Dire della verità: e cioè della paura che tutti abbiamo, e di che cosa sia quel bisogno antico e mai pago di raccontarci delle storie.
Dire la ricerca di un padre che ci salvi, un padre che possa essere un maestro, un compito, padre che sia una vocazione o la letteratura stessa, che ci racconti la morte senza che i nostri occhi siano costretti a vederla, che ci accompagni in quella libertà che è scelta e che è separazione, senza che sia a noi tutto il peso di una cassa da morto troppo grande.
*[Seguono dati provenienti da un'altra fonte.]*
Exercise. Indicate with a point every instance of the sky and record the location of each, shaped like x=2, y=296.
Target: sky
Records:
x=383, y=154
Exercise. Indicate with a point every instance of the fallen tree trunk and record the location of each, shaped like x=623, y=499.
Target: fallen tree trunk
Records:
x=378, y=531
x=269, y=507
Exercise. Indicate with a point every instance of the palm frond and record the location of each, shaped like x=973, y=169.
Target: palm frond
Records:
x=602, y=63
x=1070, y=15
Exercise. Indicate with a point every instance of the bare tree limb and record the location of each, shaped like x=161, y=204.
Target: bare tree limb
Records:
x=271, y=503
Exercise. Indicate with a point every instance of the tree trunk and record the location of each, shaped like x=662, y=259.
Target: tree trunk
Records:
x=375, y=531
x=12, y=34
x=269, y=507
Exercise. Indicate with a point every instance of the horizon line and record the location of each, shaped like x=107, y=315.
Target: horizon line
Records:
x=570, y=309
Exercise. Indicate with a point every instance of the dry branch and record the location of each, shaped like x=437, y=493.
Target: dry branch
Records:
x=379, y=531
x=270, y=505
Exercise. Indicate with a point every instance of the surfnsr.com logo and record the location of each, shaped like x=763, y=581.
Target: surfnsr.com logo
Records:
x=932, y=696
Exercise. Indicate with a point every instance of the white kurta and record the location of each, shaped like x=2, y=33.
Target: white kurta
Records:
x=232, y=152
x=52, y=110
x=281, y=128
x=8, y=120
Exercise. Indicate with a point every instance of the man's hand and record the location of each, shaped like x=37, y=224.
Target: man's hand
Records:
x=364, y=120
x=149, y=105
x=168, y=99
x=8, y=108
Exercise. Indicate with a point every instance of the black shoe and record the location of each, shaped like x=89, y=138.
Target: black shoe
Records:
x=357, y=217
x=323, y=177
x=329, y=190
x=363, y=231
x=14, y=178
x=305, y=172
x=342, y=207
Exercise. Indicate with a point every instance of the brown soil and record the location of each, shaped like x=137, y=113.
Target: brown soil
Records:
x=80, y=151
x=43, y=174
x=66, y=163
Un padre maestro, che costeggi il pericolo, che parli di quel vuoto, di quell’aria piena. Immagini belle: come se questo fosse quello che chiediamo alla letteratura, e alla vita.
Se incontrassi l’autore gli chiederei conto della voce di questi fantasmi, quelli che arrivano perché ci sono sul tavolo le briciole e i resti della colazione.
Quelli che sono lasciati liberi, liberi così tanto da tradire, da fare dei ricordi di momenti mai accaduti gli attimi più veri e rivelatori.
Corpo voce e scrittura voce. L’incontro tra i due scrittori è legato a questo dare un volto, dare corpo, a una voce, a una parola scritta. E poi vi sono le telefonate, che trattengono una voce, una voce che non risponde più di un corpo ormai abitato dalla consunzione; voce straniera.
Alla Libreria del Mondo Offeso di Milano, dove ha presentato il suo libro, Andrea Bajani ha ricordato l’ultimo racconto che Tabucchi ha lasciato, scostando la maschera dell’ossigeno e dettando al figlio una storia.
La storia di un congedo, storia che consegnava a uno specchio il compito di dire ancora.
Scrivere, ha detto Bajani, con l’ultima maschera. Che sia quella dell’ossigeno poco importa.
Scrivere come unica possibilità di vivere: anche in punto di morte, di fronte al reale più prossimo, al vuoto di senso.
“Non sparire”. A un certo punto il personaggio Tabucchi pronuncia queste parole, le stesse identiche parole consegnate, tra le mani chiuse, da Olmo a Pietro in Ogni promessa: “Non sparire”.
L’omaggio alla letteratura credo sia in questo filo che è domanda, appello, amore, bisogno di parole: “la letteratura che diventava il polmone di acciaio estremo di quel tuo ultimo periodo di battaglia”.
Non sparire.
Perché servono le parole, per affrontare il buio.
Parole da mettere in mezzo, parole con cui sopravvivere, parole con cui congedarsi: “Richiesta di soccorso ma anche svezzamento”.